Tappan Brothers & Company vs Hunt.
    If a homestead is sought to be set apart inland which has been purchased by a person at a sheriff’s sale, under a judgment and execution against the applicant, founded upon a contract made by him with the plaintiff, such purchaser has all the rights of the creditor, and may urge against the grant of the homestead any objection which the creditor could have urged, including the objection that the applicant, in his contract, had waived his right to take a homestead.
    March 30, 1885.
    Vendor and Purchaser. Debtor and Creditor. Homestead. Before Judge Pottle. Hancock Superior Court.' October Term, 1884.
    Reported in the decision.
    J. T. Jordan, by Harrison & Peeples, for plaintiffs in error.
    
      No appearance for defendant.
   Blandrord, Justice.

The defendant in error applied for homestead and exemption in certain lands. The plaintiffs in error objected to the allowance of the same, among other grounds, because they were the purchasers of the property sought to be set apart, under executions founded on judgments, which judgments were founded on contracts of applicant, wherein he had waived all right of exemption or homestead. This objection was demurred to by the applicant, upon the ground that it did not embrace any of the objections allowed .by law. The court sustained the demurrer, and disallowed, overruled and dismissed said objection. This ruling is excepted to, and constitutes the only ground of error relied on here.

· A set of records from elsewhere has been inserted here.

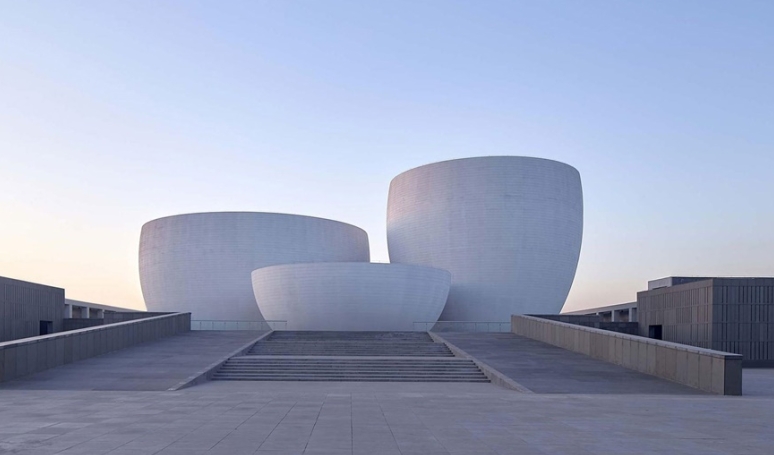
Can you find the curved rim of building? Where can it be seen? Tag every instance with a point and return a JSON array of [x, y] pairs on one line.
[[247, 212], [375, 265], [484, 158]]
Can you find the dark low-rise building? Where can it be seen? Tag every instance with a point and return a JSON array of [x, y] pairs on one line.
[[29, 309], [726, 314]]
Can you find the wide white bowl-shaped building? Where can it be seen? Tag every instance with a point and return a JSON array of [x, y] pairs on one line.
[[201, 262], [508, 229], [351, 296]]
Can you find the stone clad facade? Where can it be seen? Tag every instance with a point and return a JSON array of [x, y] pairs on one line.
[[29, 309], [725, 314]]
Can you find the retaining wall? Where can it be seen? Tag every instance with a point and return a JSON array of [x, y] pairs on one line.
[[711, 371], [31, 355]]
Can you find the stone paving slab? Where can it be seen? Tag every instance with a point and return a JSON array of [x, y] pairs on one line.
[[156, 365], [376, 418], [543, 368]]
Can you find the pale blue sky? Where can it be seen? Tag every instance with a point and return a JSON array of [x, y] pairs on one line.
[[115, 113]]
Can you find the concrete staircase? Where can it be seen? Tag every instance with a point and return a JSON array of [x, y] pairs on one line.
[[350, 356]]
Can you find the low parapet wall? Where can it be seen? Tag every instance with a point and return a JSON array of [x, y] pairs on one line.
[[31, 355], [711, 371]]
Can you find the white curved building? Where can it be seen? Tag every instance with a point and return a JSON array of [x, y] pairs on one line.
[[508, 229], [351, 296], [201, 262]]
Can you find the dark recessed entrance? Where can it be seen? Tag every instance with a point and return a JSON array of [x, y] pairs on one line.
[[46, 327]]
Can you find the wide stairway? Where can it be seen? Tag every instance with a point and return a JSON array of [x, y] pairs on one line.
[[350, 356]]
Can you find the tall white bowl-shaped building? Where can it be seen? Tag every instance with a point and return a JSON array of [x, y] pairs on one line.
[[201, 262], [351, 296], [508, 229]]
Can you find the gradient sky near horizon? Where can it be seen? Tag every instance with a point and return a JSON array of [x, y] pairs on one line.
[[116, 113]]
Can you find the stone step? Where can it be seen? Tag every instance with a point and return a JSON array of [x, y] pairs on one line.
[[348, 356], [350, 379], [341, 336]]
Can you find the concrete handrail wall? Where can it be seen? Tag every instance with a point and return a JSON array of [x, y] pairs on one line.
[[711, 371], [31, 355]]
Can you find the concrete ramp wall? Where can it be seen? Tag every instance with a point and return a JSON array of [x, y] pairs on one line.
[[31, 355], [711, 371]]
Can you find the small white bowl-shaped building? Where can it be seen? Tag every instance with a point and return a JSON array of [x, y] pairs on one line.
[[351, 296], [508, 229], [201, 262]]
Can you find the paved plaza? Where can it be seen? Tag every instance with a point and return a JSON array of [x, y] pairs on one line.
[[378, 418], [38, 417]]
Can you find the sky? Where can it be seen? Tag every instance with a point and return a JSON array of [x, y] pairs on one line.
[[116, 113]]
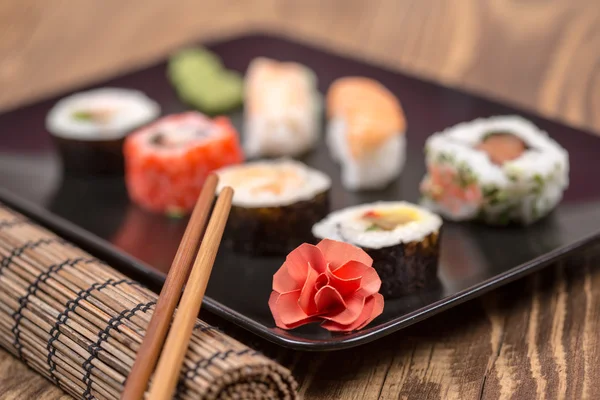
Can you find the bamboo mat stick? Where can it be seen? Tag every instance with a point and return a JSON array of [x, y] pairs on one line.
[[170, 295], [176, 346], [80, 323]]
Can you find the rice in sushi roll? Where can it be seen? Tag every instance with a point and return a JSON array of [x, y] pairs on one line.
[[499, 170], [275, 204], [167, 162], [365, 132], [89, 127], [402, 238], [282, 109]]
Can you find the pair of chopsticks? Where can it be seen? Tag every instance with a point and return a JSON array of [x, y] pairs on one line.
[[175, 347]]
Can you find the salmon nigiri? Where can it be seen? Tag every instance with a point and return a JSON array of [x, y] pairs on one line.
[[365, 132]]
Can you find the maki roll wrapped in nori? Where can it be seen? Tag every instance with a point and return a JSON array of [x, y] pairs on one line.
[[274, 206], [402, 238], [167, 162], [89, 128], [499, 170]]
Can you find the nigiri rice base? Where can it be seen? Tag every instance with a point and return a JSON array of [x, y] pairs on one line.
[[371, 171]]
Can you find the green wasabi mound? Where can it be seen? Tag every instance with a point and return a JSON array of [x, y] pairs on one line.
[[202, 81]]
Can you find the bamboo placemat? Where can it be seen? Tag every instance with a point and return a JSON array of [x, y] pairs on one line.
[[79, 322]]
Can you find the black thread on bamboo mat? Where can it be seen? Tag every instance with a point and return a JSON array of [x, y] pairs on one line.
[[200, 327], [64, 316], [32, 290], [192, 372], [17, 251], [104, 335], [12, 222]]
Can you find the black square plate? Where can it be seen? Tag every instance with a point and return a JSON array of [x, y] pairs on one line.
[[96, 213]]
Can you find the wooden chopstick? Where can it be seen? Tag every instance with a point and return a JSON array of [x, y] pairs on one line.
[[171, 358], [144, 364]]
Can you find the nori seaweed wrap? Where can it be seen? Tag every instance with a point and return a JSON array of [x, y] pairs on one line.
[[275, 205], [403, 240], [89, 128]]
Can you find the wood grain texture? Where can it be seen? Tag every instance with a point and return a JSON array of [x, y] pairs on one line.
[[536, 338]]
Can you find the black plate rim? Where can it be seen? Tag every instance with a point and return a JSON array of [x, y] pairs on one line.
[[104, 250], [128, 264]]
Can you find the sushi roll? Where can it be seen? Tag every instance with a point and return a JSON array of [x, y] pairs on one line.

If the land which an applicant for homestead and exemption seeks to have set apart to himself has been purchased by a person under a sheriff’s sale, by virtue of ah execution and judgment against the applicant, which judgment is founded upon a contract made by the applicant with the plaintiff in execution, such purchaser occupies the position of a creditor of the applicant, and he may urge any objection to the grant of the application which the creditors might have done. It is too manifest for argument that the creditor might object to the grant of the homestead and exemption, that the applicant had waived his right to take the same in his favor, and such is the ruling of this court in 43 Ga., 418, See also Code, §2010.

. The purchaser has all the rights of the creditor.

Judgment reversed. 
      
      The application for homestead was under the constitution of 1877.